In light of the June 8 HALT Solitary Confinement Act, inmates are required to be provided with access to at least 7 hours of congregate programming and activities after the New York City Board of Corrections (BOC) unanimously voted to end solitary confinement within the City’s jail system.
Mayor Bill de Blasio previously boasted that through the new alternative disciplinary model, Risk Management Accountability System (RMAS), “New York City is going further than any jail system in America to ban solitary confinement once and for all.”
However, it is reported that people are still being indefinitely sealed away, alone, in a cell for 23 hours a day thanks to a loophole—which advocates say violates HALT.
As stated in the letter to Johnson obtained by amNewYork Metro, individuals are being held within a pen-like cell consisting of two cages. Inmates can be shut away in a small cage for the vast majority of the day before being shifted into a small, adjacent extension for an hour, which constitutes as recreational time.
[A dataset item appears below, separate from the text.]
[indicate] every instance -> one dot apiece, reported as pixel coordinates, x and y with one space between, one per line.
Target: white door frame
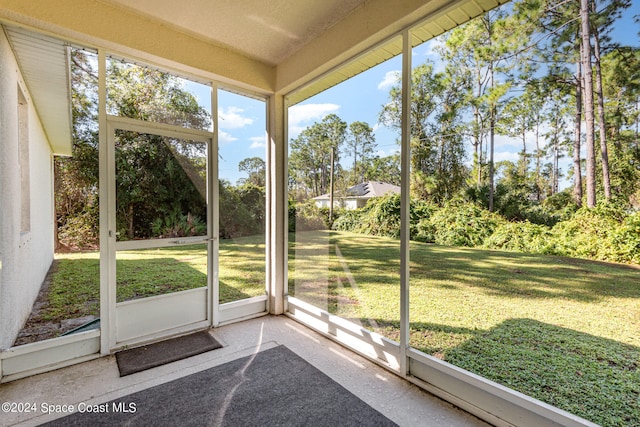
152 318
Advocates say this violates the promised 10 hours a day for out-of-cell time and are pleading with Johnson to address a human rights issue.
“People being locked in these spaces will suffer the same or similar harm as in other forms of solitary confinement. The harms of solitary confinement stem from the social isolation and lack of meaningful human engagement. People will not have access to congregate programming or activities with other people and will not even be in the same space with other incarcerated people. Allowing a person to move from one cell where they sleep to another adjacent cell, alone, does not stop the social isolation or lack of meaningful human engagement. This system is a clear form of solitary confinement,” part of the letter read.
Civil rights activists say that these deficiencies must be addressed, ensuring a true compliance with the state law and ending solitary confinement, stressing that individuals must have full days outside of their cell. Additionally, this time must include at least 7 hours of meaningful interactions with others to socialize in a shared space.
Jerome Wright, a survivor of solitary confinement and #HALTsolitary Statewide Organizer, told amNewYork Metro that he was “re-traumatized” when he learned of the loophole the Department of Corrections is implementing.
“It is incomprehensible to think that this ‘2.0’ version of solitary confinement could be advanced by New York City officials as an adequate and appropriate response to their pledge to end solitary. Not only will it not end solitary, it will undermine the long, hard-fought 8 year effort to pass the HALT Solitary Confinement Act to end the perpetual, indiscriminate and abusive torture that solitary represents. The City’s plan needs to be repudiated immediately and the Speaker and City Council need to really end solitary as promised,” Wright said.
A spokesperson for Speaker Johnson said he is reviewing the letter. A Corrections Department spokesperson indicated that the agency and the Board of Corrections “worked to craft” the new rule that “provides fewer hours out of cell for people adjudicated to restrictive housing.” They denied that any such prisoner is locked in for 23 hours.